Dans Au secours pardon, suite au célèbre 99 Francs, le personnage désormais quadragénaire, Octave Parango, ex-publicitaire et ancien animateur de télévision, passé brièvement par la case prison, double romanesque de son créateur, est de retour. L’homme a fait table rase : retiré de la publicité, il a quitté Paris pour Moscou, terre de toutes les libertés consuméristes – boîtes de nuit, concours de beauté trafiqués, séances de photos libidineuses, soirées orgiaques dans la résidence d’un oligarque.
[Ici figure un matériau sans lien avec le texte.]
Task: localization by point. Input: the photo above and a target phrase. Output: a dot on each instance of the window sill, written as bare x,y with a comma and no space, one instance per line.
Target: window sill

Devenu « fashiste » – néologisme regroupant les mots fashion et fascisme – la dictature des apparences ont force de loi, en plaçant la beauté physique  – allure blonde et pommettes saillantes – au-dessus de tout, il arpente cette fois la Russie de long en large afin de dénicher « La Fille », le modèle appelé à devenir la nouvelle égérie de la plus grande marque mondiale de cosmétiques, celle qui représentera « La Femme » unique, celle qui représentera trois milliards de femmes et leur donnera envie d’acheter crèmes de jouvence et maquillage. Employé d’une grande agence de mannequin, le voici donc « talent scout » à la recherche du nouveau visage pour le marketing du leader mondial des cosmétiques, L’Idéal. Ce nouvel emploi coïncide avec le quarantième anniversaire d’Octave qui, selon lui, l’aurait fait « devenir fou ». Car les démons parisiens d’Octave ne l’ont pas quitté, et se sont même accrus. Il est toujours accro à l’argent, au sexe, et à la drogue.
C’est par hasard qu’Octave rencontre en Russie le père orthodoxe Ierokhpromandrit, qu’il a connu à Paris. Il entame avec lui une longue confession. Alors que l’homme de la mode organise un grand concours de beauté, l’homme de foi lui donne les coordonnées de Lena Doytcheva, une beauté de quatorze ans souhaitant se lancer dans le mannequinât. Se définissant lui-même « serial heartbreaker », Octave, chercheur perdu parlant souvent de GPS, finit par tomber totalement amoureux de son double féminin à la jeunesse insolente, relation aux effets forcément dévastateurs. Il sombrera dans la démence lorsque la demoiselle l’abandonnera.

Dans ses bagages, il emporte Dostoïevski, Tourgueniev, Nabokov, Boulgakov qui « parlaient français » et leurs fulgurances littéraires dont il semble ne jamais pouvoir se séparer. Avec Léna, ils déambulent chastement dans le jardin d’été, à l’endroit où Pouchkine venait lire, visitent l’appartement où Dostoïevski a écrit les « frères Karamazov ». Octave connaît et récite avec talent les grands auteurs russes en pleurant devant les filles dont il entame la séduction. Il sanglote à volonté, à l’inverse « des garçons russes qui ne pleurent pas sauf au service militaire », et peut donc jouer les romantiques transis d’amour.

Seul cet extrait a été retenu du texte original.